Charlotte Magazine: 'Move Because You Can'
Thank you to our friends at Charlotte Magazine, especially Jen Tota McGivney, for sharing the story below.
‘Move Because You Can’
After her amputation, Jenn Andrews sparks a movement for moving.
After Jenn Andrews and I spoke for the first time in 2018, I hung up the phone and went for a run. I am not a runner.
Jenn has this effect on people. Earlier that year, she’d had surgery to amputate her lower right leg. It was her best shot to cure myxoid sarcoma, a life-threatening cancer that came back after Jenn had it surgically removed three years earlier. It was a heartbreaking decision for someone who loved jogging, Orangetheory, and keeping up with her kids. Before surgery, she posted a tearful Facebook Live video with a request for her friends.
“Get out and move on Monday. For me. For all the people that want to so bad and can’t. So whether that means going to a class you love, whether that means going on a run in the rain if it’s crappy outside, whether that means going for a walk on your lunch break, even if it’s just 15 minutes. I’m asking you to get out and move because you can.”
By the time Jenn awoke from surgery, thousands of social media photos, messages, and videos of people being active bore the hashtag #moveforjenn.

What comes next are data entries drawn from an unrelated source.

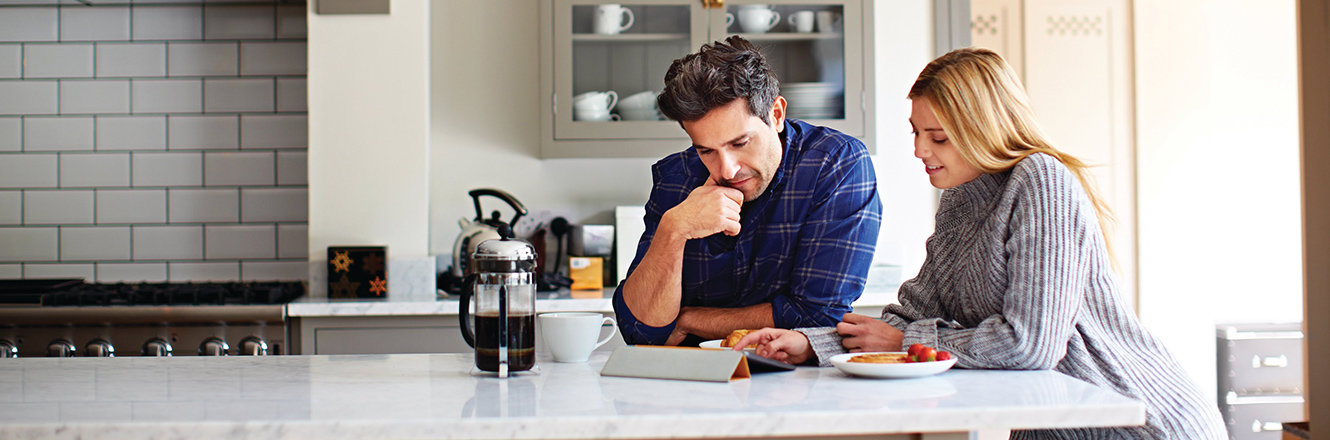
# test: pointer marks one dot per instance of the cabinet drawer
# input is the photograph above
(1260, 418)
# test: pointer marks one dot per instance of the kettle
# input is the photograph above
(480, 229)
(503, 287)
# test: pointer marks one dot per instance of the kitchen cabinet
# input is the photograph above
(825, 72)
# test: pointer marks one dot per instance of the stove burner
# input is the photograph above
(165, 294)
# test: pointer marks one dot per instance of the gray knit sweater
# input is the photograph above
(1018, 278)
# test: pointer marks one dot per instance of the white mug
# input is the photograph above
(801, 21)
(571, 336)
(758, 20)
(609, 19)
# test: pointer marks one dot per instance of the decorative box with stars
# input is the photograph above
(358, 271)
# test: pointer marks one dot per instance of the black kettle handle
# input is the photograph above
(464, 310)
(500, 194)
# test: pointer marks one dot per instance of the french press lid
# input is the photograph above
(506, 254)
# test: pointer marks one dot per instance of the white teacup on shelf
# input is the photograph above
(609, 19)
(758, 20)
(801, 21)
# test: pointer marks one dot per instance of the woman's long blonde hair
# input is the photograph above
(986, 113)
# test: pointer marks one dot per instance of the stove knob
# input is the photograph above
(61, 348)
(100, 348)
(252, 346)
(157, 347)
(8, 348)
(213, 347)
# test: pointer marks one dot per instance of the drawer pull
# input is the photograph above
(1269, 426)
(1257, 362)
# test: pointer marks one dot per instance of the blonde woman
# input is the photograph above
(1018, 274)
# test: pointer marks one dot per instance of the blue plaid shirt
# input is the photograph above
(805, 245)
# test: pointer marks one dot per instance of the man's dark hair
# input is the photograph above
(717, 75)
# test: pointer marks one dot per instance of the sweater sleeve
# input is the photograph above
(1052, 233)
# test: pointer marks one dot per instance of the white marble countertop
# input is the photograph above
(438, 396)
(545, 302)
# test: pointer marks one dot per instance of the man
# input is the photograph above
(762, 222)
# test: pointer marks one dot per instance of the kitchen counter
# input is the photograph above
(439, 396)
(545, 302)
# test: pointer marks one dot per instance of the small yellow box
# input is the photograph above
(587, 273)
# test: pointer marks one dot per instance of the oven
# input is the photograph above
(68, 318)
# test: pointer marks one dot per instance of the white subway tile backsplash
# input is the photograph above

Jenn’s sadness transformed into determination. At her first appointment after her surgery—before she even began to get around on a traditional prosthetic leg—Jenn asked her doctor about a running blade, a lightweight, springy prosthesis that would let her exercise again. Her doctor broke hard news: “That’s extra.” Health insurance doesn’t cover running blades, which cost between $5,000 and $50,000 and require repair or replacement every three to five years. Jenn could get a blade, but she kept thinking about those who couldn’t.

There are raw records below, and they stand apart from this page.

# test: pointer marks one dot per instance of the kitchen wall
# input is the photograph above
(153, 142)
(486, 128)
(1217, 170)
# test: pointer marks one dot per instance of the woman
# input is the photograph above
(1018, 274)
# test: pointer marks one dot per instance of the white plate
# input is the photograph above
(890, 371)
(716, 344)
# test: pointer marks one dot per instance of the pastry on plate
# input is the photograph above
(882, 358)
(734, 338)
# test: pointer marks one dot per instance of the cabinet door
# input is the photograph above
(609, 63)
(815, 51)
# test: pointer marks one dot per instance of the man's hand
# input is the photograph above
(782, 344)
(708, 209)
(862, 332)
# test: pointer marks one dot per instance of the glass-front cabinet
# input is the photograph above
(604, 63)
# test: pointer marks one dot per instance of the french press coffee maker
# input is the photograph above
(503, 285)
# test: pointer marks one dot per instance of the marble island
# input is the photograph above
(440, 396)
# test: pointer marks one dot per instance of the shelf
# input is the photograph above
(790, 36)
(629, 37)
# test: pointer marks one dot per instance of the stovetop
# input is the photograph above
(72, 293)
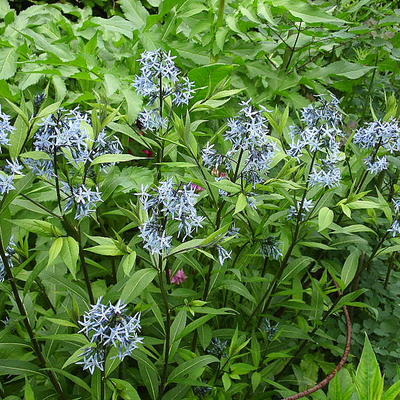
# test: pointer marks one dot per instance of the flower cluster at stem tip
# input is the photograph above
(160, 78)
(321, 135)
(106, 327)
(9, 253)
(175, 203)
(378, 135)
(252, 150)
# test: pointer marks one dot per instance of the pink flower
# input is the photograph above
(178, 278)
(197, 188)
(148, 153)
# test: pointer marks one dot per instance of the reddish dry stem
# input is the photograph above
(338, 367)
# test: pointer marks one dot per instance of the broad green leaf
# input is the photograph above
(111, 158)
(125, 390)
(239, 288)
(350, 267)
(62, 322)
(325, 218)
(306, 12)
(18, 367)
(73, 378)
(41, 228)
(109, 249)
(137, 283)
(368, 376)
(128, 262)
(111, 83)
(8, 62)
(339, 68)
(134, 104)
(185, 369)
(70, 254)
(241, 203)
(54, 250)
(71, 288)
(393, 392)
(35, 155)
(17, 139)
(134, 12)
(341, 386)
(193, 326)
(148, 372)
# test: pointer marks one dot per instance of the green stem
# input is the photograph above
(221, 9)
(35, 344)
(167, 327)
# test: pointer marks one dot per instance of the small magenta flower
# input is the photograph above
(178, 278)
(197, 188)
(148, 153)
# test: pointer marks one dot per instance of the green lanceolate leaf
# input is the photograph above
(137, 283)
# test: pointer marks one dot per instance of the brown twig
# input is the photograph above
(338, 367)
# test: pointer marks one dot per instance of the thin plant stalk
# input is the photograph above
(35, 344)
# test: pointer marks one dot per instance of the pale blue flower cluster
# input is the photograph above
(109, 326)
(327, 113)
(270, 328)
(175, 203)
(299, 211)
(321, 134)
(218, 348)
(66, 133)
(5, 129)
(252, 145)
(9, 252)
(7, 176)
(13, 168)
(270, 248)
(83, 198)
(376, 135)
(395, 228)
(223, 254)
(202, 391)
(160, 78)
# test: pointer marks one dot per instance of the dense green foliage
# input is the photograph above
(256, 325)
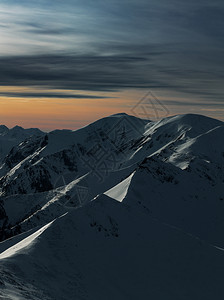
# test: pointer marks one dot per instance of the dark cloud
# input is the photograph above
(51, 95)
(176, 45)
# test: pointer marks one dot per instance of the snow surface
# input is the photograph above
(144, 223)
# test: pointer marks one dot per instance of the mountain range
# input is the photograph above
(124, 208)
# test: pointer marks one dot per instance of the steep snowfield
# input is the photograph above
(107, 250)
(121, 209)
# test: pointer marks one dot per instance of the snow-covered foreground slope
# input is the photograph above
(121, 209)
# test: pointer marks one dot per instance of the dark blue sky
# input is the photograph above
(174, 48)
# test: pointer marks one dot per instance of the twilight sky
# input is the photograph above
(64, 64)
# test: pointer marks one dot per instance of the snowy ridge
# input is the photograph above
(123, 208)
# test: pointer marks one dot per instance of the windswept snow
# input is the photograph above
(121, 209)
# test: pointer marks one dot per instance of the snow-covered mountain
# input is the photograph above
(124, 208)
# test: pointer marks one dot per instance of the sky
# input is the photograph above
(64, 64)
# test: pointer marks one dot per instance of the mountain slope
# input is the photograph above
(121, 209)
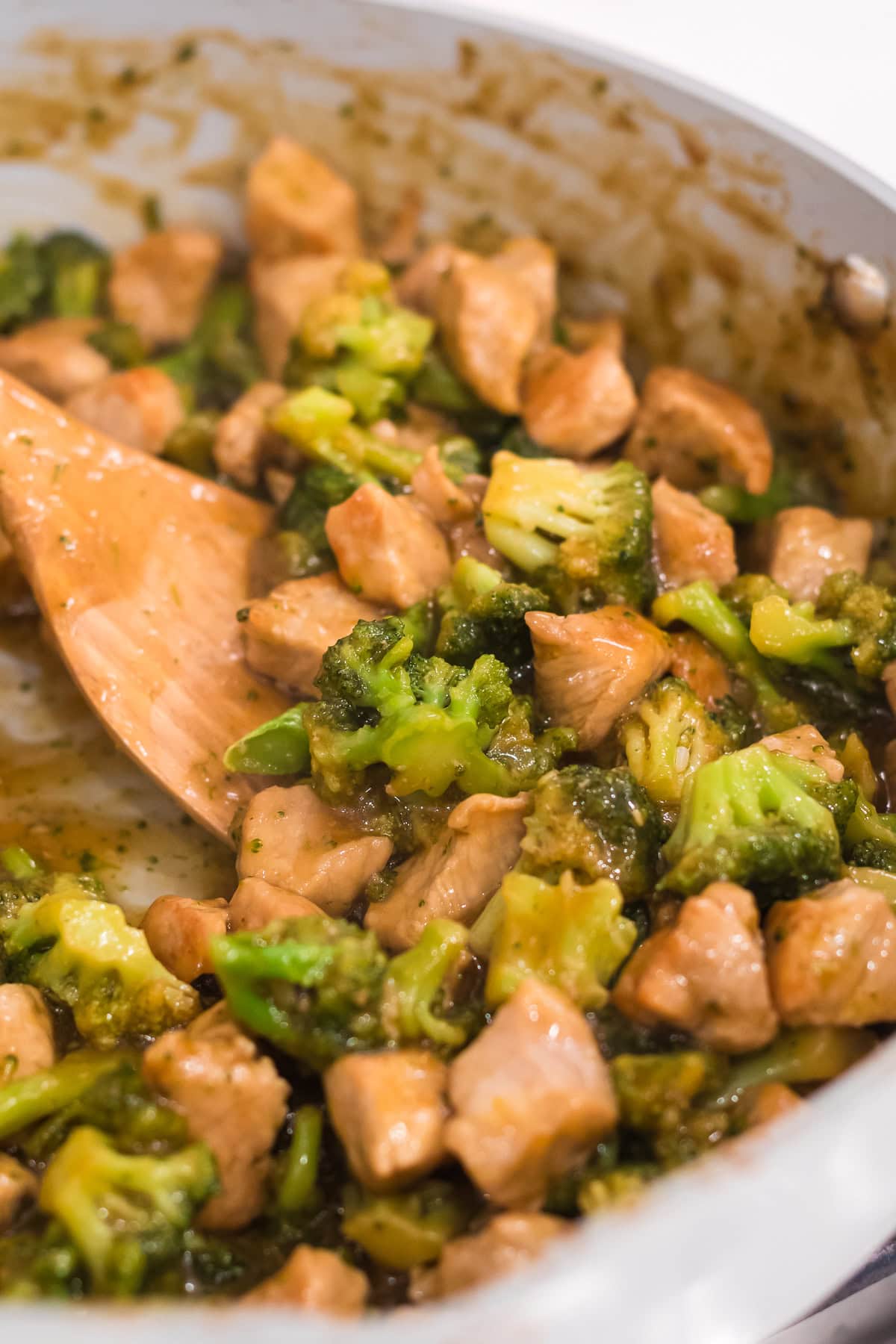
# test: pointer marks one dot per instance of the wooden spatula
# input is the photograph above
(139, 569)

Jenn and her husband, Miles, started Move For Jenn, a foundation to raise money for sports prostheses for people with sarcoma who need them. When I talked with Jenn five years ago, it was a seed of an idea. They had no experience in nonprofits; they learned as they went. Today, Move For Jenn has given grants to more than 50 people, from young children to seniors. The grants are life-changers. They’ve allowed a high schooler to try out for the track team, a man to jog with his dog, a paralympic athlete to compete, a little kid to play with the neighbors, and someone to simply walk on the beach again.
This year, Jenn celebrates five years of being cancer free. “I’ve always had anxiety and fear of my cancer coming back, of dying and not being here for my kids,” she says. “But this feels like I can take a breath. It’s a new hope.”
On Dec. 9, Jenn will celebrate with more than 1,000 people at the Move For Jenn Pajamas All Day 5K and 10K. People young and old will jog, walk, roll, or skip their way to the finish line in their jammies. They’ll move because they can. Then Jenn just might do what she usually does at this event: present another grant to help someone move because they couldn’t.